Bank, property stocks lead STI rebound

Straits Times Index recovers from Wednesday's 28-point loss by gaining 13.78 points to 3,215.55 yesterday

The Straits Times Index (STI) yesterday rebounded from Wednesday's 28-point loss by 13.78 points to 3,215.55, led mainly by banks, property counters, Jardine Matheson and Hongkong Land.

Turnover was an average 2.1 billion units worth $1.04 billion; and excluding warrants, there were 218 rises versus 218 falls so trading was much more mixed than the index's reading might suggest.

"Stuck in a trading range" appears to be the best way to describe the index's movements over the past fortnight.

US interest rate hikes, weak oil prices and political upheaval in the US and UK have threatened to bring the sellers out in force, yet stocks have remained relatively firm, most probably as investors buy into the belief that a synchronised global recovery is underway.

Banks have been the main index movers throughout the past year and yesterday was no different. UOB and OCBC stood out with their rises, though DBS managed a modest $0.04 gain at $20.44 with 3 million done.

Macquarie Warrants (MW) in its daily newsletter said that Macquarie Equities Research, or MQ, held its 8th annual Asean Banks Tour last week, and met management teams and regulators across five countries over five days.

"The meetings reinforced MQ's view that Asean contains some of the more exciting investment opportunities within the regional financials sector," said MW.

"Among MQ's top picks by country is DBS. MQ has an outperform rating on the Singapore bank with a 12-month target price of $22.20."

In the property sector, City Developments stood out with a $0.27 or 2.5 per cent jump to $10.92 on volume of 3.1 million.

The sector has been firm of late on privatisation speculation surrounding stocks connected to UOB, particularly UIC.

Elsewhere among blue chips, shares of media and property firm Singapore Press Holdings (SPH) ended $0.02 weaker at $3.20 on volume of 4.5 million.

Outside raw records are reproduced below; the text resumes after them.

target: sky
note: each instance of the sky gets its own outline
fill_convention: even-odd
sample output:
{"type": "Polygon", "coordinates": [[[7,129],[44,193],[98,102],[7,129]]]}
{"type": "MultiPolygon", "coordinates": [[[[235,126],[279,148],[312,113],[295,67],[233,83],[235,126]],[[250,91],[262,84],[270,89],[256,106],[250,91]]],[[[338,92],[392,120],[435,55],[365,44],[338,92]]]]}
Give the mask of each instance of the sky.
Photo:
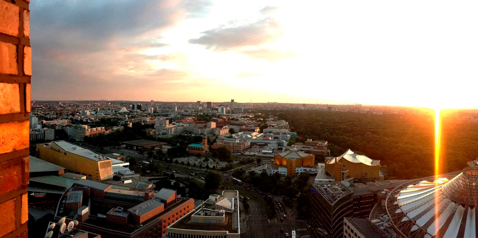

The company announced that together with its joint venture partner Kajima, it has been awarded the HDB tender for a 99-year leasehold site at Upper Serangoon Road at the Bidadari Estate. The consortium's bid was $1.132 billion.

OCBC Investment Research said that, while the sum was deemed to be bullish by the market, it notes that it was only 1.1 per cent higher than the second highest bidder and so believes that the project is likely to be accretive, particularly given improved sentiments in the domestic residential sector.

"Given the uncertain economic outlook and the continuing disruption of the media industry, we expect conditions to remain challenging for the group's media business," said the broker.

"We update our model with the latest acquisition and weaker media assumptions, and our fair value estimate slips further to $3.34. Maintain hold."

Phillip Capital, in its technical analysis of the STI, said that the current outlook is bearish.

"Price is testing a critical area at the confluence of 3,188 range low and 60-day moving average which has been holding price up for the past seven weeks," it said. "Watch this support area closely as the break below it would cause the next wave of selling to take place where sellers aim for the 3,158 support area followed by 3,112."

Maybank Kim Eng, in its latest market view, said: "The market is expected to bounce around as oil prices slumped to a 10-month low on growing worries of excess crude supply, though property counters will be supported by possible privatisation of UIC."

It set immediate support for the index at 3,190 and overhead resistance at 3,268.